I see so many people hanging on to stuff that not only no longer serves a purpose, but has become unmanageable and detrimental to them moving forward in life.
I’m not talking just about old sins and habits that continue to wreak havoc on our lives, but relationships, projects, ambitions, and other pursuits. The Sunk-Cost Fallacy in relationships occurs when individuals continue investing time, emotional energy, and effort into a relationship despite recognizing that it is no longer fulfilling or beneficial. And in some cases destructive.
Why do we not just let go and limit our losses? Why can we not see that we cannot continue to pour more good money after bad? Sometimes it may be pride, in our unwillingness to admit we’ve made a mistake. Sometimes emotions get in the way and prevent us from walking away. At other times we deceive ourselves into thinking that with a little more effort we can turn our failures into successes.
The Time Has Come
Whatever the case, we end up hanging onto things longer even after their purpose has either been fulfilled or they have outlived their usefulness. I could coin the term “emotional hoarders.” People who drag so many things along with them in life that eventually they come to a standstill. People who are buried under a load of past hurts and offenses that drown them in self-pity. Yet, they are still unwilling to let it go and be free.

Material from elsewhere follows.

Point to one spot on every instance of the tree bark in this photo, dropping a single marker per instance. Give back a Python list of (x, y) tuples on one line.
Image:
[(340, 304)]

The expression “dragging it up again” is very real. It’s done. It’s buried. Quit digging up what has died and pouring more emotional effort into it.
I think sometimes we need to consider that it’s not all those things in the past that are holding us back as much as it is our clinging to them, hoping for a change. We need to clearly define when something is over and cut it loose. The true fallacy is thinking that time changes things. Really no more than time heals things. Neither are true. Change must begin within us. This means throwing out all the old emotional baggage and making room for useful things that help our lives to move forward. Letting go is not easy.
Seasons Change, An So Do I
In my season of life I have begun getting rid of all the stuff that pertains to me. Most of it goes to the Goodwill, the remainder goes in the trash. However, because I have hung onto so many things beyond their usefulness, I still feel like it’s somewhere around the house. Sometimes I even go looking for it before I realize I gave it away. So now I am making a list of everything that I no longer am hanging onto to remind myself to forget it and move on. Maybe we ought to do that for every area of our lives.
Until next Monday, may the Lord bless you! Pray for us!